The lesson of the UBC event is simple and damning. This is not about healing or reconciliation but about controlling speech through emotional blackmail. Leftists have trained Canadians to accept censorship as kindness. A society that cannot question narratives is enslaved. A university that bans dissent to protect feelings is no longer a place of learning. This must be said plainly: weaponized empathy is soft tyranny, and what just happened at UBC shows exactly how this tyranny spreads.



Yes, indigenous cultural destruction was one of the dominant desired outcomes. It is important to understand the realities leading to this. Europeans saw native people ravaged and decimated by modernity. They witnessed mass death, disease, addiction, abuse, devastation, disappearance of entire villages. That is a big part of what created and informed that belief system. Today,we tend to speak mostly in abstract terms. Leftists speak about the wickedness of whiteness for its cultural superiority complex but. this misses almost everything that matters about lived reality.

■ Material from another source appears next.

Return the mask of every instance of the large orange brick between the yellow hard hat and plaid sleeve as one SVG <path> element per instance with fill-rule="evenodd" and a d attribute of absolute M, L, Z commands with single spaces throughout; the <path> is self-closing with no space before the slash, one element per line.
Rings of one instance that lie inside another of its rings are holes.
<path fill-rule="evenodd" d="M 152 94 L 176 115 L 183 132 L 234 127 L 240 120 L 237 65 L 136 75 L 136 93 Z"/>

And I agree, pedo priests and abject cruelty are rightly condmned across all ages.
Superb article. Thank you.
"Much of the outrage surrounding the UBC protest rests on an assertion that is treated as beyond dispute: that the Indian Residential School system was an instrument of genocide."
Indeed!
There's a lot of "an assertion that is treated as beyond dispute" going on these days. I don't remember any conversations about any of these issues. One day you wake up and are given a new set of beliefs that you must adhere to. Or else. And too many of us just go along to get along.
The mentally enfeebled, iPhone-clutching, woke virtue signallers drink the kool-aid and then try to force feed it to the rest of us, in the name of "equity", certain that they are making the world a better place.
No discussion or debate, ever. Just apoplectic screaming, as though that were the ultimate sign of righteousness and not lunacy.
Such people don't deserve a seat at the adults' table. Yet they are the leaders of almost every institution of the country.
To depressing. I'm going to go spend some quality time with my dog.